Getting Started with the Tx Platform🔗︎
Info
The Tx Platform provides self-service access to the products listed in this documentation through the Tx Console. You must create a Tx Platform account in order to use the services on this platform.
If you are a Textkernel customer and are not using the Tx Platform, consult the TK Platform documentation.
First Steps🔗︎
-
This documentation is for technical details about the API only. Before starting your integration, you should read the Product Documentation for the products you plan to integrate with. We will show you the most important information on how to create a quick and successful integration.
- Resume Parser
- Job Parser
- Search & Match
- Bimetric Scoring
- Skills Intelligence
- Then, read the Acceptable Use Policy that will require your programming expertise in order to be in compliance.
- If programming in Java or C#, install the Tx Platform SDK using the links in the section below. Otherwise, review the code samples and endpoint documentation throughout the rest of this page.
SDK🔗︎
The easiest and fastest way to get started programming your integration to the Version 10 API is by using our SDKs. We currently offer SDKs in C# and Java, with others to follow. This is, by far, the best way to use our software.
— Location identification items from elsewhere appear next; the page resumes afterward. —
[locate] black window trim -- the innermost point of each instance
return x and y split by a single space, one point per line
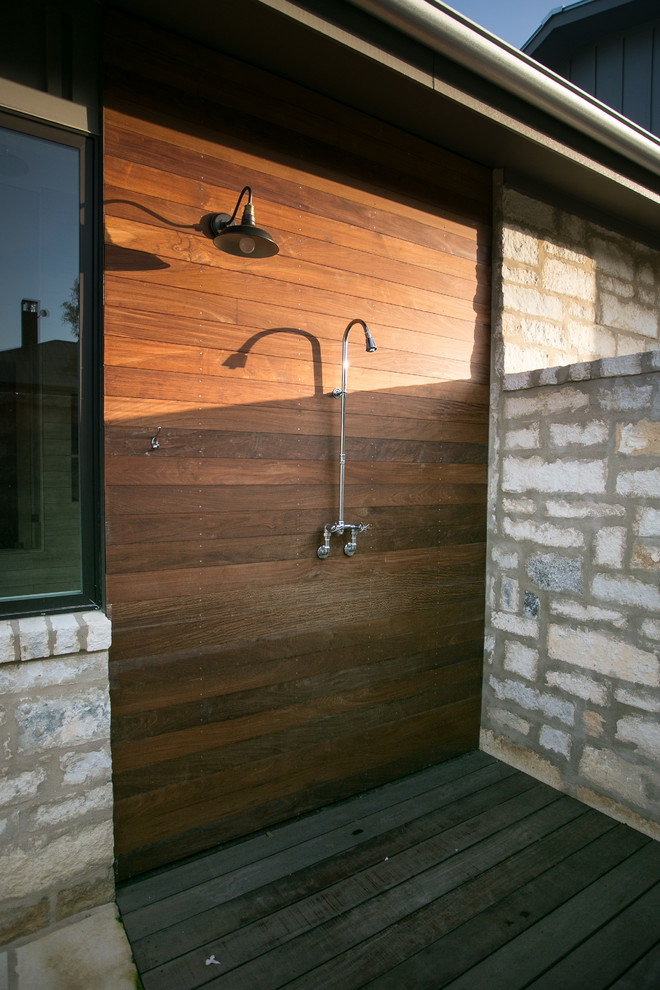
90 393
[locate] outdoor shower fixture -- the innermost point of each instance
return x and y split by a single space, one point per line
244 239
340 526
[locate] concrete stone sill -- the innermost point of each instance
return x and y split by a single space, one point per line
44 636
630 364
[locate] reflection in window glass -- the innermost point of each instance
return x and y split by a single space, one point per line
39 366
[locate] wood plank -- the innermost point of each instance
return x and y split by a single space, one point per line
290 773
545 943
428 952
245 88
644 975
250 680
221 908
375 811
611 950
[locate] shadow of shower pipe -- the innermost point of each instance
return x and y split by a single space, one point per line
239 358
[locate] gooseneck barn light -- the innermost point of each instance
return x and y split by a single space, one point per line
244 239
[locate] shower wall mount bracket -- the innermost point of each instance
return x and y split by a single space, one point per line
340 528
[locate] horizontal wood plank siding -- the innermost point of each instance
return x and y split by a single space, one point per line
250 680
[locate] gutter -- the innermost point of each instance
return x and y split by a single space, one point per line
448 33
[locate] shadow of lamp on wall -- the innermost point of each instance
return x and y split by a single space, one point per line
238 359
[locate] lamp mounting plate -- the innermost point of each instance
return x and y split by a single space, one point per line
219 222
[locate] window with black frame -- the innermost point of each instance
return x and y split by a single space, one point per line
45 487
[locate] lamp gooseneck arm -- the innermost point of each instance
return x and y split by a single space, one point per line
245 189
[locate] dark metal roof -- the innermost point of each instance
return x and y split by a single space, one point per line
572 26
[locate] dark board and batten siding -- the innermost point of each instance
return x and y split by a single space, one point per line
250 680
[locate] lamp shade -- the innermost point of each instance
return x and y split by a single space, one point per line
243 239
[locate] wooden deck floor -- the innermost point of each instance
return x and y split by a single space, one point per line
469 875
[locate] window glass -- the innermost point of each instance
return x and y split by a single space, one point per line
40 520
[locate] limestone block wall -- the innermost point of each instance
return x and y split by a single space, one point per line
572 676
56 844
571 290
572 651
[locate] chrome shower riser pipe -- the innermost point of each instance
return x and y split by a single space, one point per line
339 527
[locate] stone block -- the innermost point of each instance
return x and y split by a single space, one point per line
84 768
7 643
510 721
34 638
96 631
580 687
624 396
509 622
505 559
593 724
648 522
552 572
524 439
40 674
519 274
651 628
521 659
563 509
58 813
588 613
519 246
543 534
622 314
28 871
646 558
519 506
544 404
21 787
628 364
537 474
531 604
646 701
555 740
567 434
604 654
531 700
568 279
612 260
643 733
608 771
610 546
20 920
83 897
509 595
626 591
66 632
623 289
531 301
531 213
639 438
63 722
520 756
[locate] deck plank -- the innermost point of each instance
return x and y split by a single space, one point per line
545 944
286 877
465 875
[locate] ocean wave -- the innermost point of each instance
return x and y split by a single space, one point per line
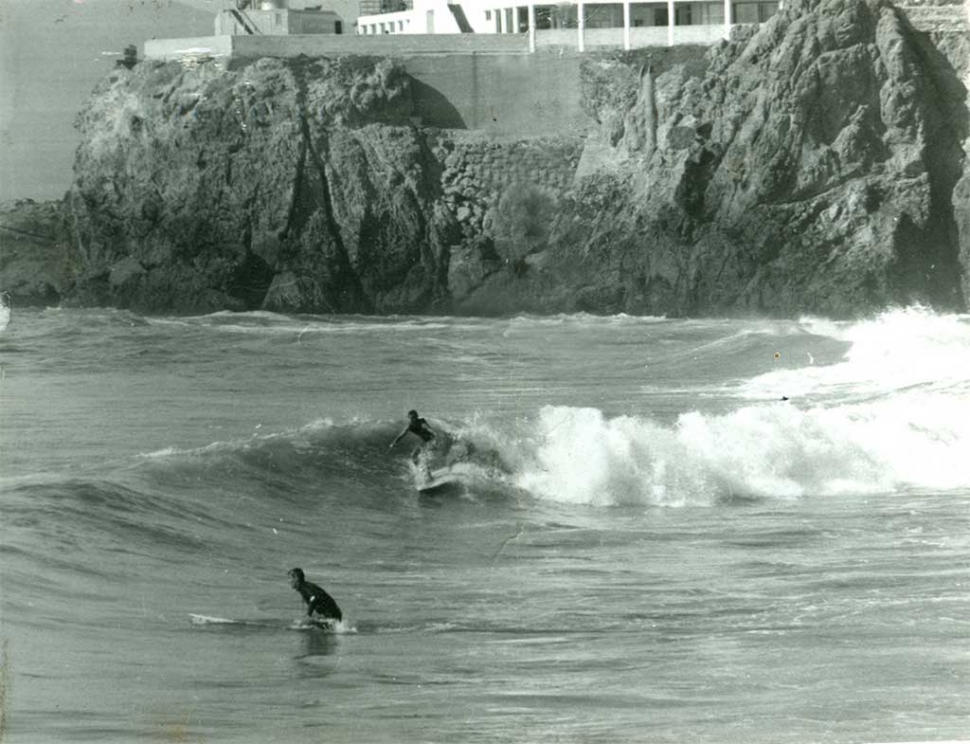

You can parse a document with as little as 3 lines of code!
Each GitHub link below has installation instructions, documentation, and many code examples to help get you started. The SDKs can also be found directly using your preferred package manager.
Programming Language | GitHub |
---|---|
C# | https://github.com/textkernel/tx-dotnet |
Java | https://github.com/textkernel/tx-java |
Code Samples🔗︎
Here we have a few code samples to get you up and running quickly:
//this code uses the official SDK (see https://github.com/textkernel/tx-dotnet)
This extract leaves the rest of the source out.